In North Carolina, the average annual growth for family coverage was 3.3 percent from 2010, when Obamacare passed, to 2013. That's about half what it was in the seven years before Obamacare. The average annual growth for single coverage has slowed down even more, according to the report.

But Schoen says that's the total cost of premiums, combining what employers and employees pay.

“From an employee and family perspective, there may be little awareness that premium growth has slowed because the cost they pay directly for their share of premiums and for cost sharing has increased,” she says.

Employees who are single are benefiting somewhat in North Carolina. But the report shows that most employees with family plans are not benefiting – in fact, their share of premiums is growing faster.

“That'd be consistent with what we're seeing,” says Skip Woody, co-founder of Hill, Chesson and Woody, which helps North Carolina businesses decide what benefits to offer.

“They have slowly been focusing on: I'm going to pay less of the cost of family coverage, and I'm going to pay as much or more of the cost of single coverage,” Woody says.

He says Obamacare requires businesses to keep single coverage affordable, defined as less than 9.5 percent of that employee's wages.

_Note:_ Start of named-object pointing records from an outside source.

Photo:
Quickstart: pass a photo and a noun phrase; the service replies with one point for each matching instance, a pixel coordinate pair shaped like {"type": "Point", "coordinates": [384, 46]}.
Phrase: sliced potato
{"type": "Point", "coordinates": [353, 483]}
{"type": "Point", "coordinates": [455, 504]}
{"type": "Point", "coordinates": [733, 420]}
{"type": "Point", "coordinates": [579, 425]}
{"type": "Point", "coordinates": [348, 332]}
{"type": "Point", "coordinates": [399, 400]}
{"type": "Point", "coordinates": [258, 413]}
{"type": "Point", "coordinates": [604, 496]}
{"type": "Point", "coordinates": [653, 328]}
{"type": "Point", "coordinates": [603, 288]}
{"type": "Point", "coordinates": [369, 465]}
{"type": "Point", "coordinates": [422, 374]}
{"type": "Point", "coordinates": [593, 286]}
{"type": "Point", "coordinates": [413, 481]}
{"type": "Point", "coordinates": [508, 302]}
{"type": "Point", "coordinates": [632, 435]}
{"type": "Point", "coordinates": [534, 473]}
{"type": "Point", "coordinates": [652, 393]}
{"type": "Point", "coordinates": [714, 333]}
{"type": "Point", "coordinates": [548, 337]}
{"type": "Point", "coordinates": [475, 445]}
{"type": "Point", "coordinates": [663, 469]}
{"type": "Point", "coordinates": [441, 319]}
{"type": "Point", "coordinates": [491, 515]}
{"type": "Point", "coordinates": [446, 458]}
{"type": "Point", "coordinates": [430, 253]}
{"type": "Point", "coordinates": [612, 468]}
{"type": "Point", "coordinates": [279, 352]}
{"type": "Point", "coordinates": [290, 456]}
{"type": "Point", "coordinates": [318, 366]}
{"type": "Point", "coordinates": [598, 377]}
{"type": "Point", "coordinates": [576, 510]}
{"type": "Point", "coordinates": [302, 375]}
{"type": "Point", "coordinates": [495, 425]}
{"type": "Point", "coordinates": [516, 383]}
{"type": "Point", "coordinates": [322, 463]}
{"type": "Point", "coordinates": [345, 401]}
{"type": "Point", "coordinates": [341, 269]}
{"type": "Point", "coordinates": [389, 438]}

But he points out that requirement is new, and this trend started years ago when the economy tanked.  

“As employers looked for ways to control costs - they needed to because their businesses weren't doing as well - so they adjusted benefits downwards,” Woody says. “They increased deductibles. They increased co-pays.”

Those are changes that decreased their premiums.

Although families may not see the savings, The Commonwealth Fund report is the latest evidence that health care costs are slowing. (Actuaries from the Centers for Medicare and Medicaid Services have also documented this trend.) 

A key thing to watch is whether that growth picks back up now that the economy has.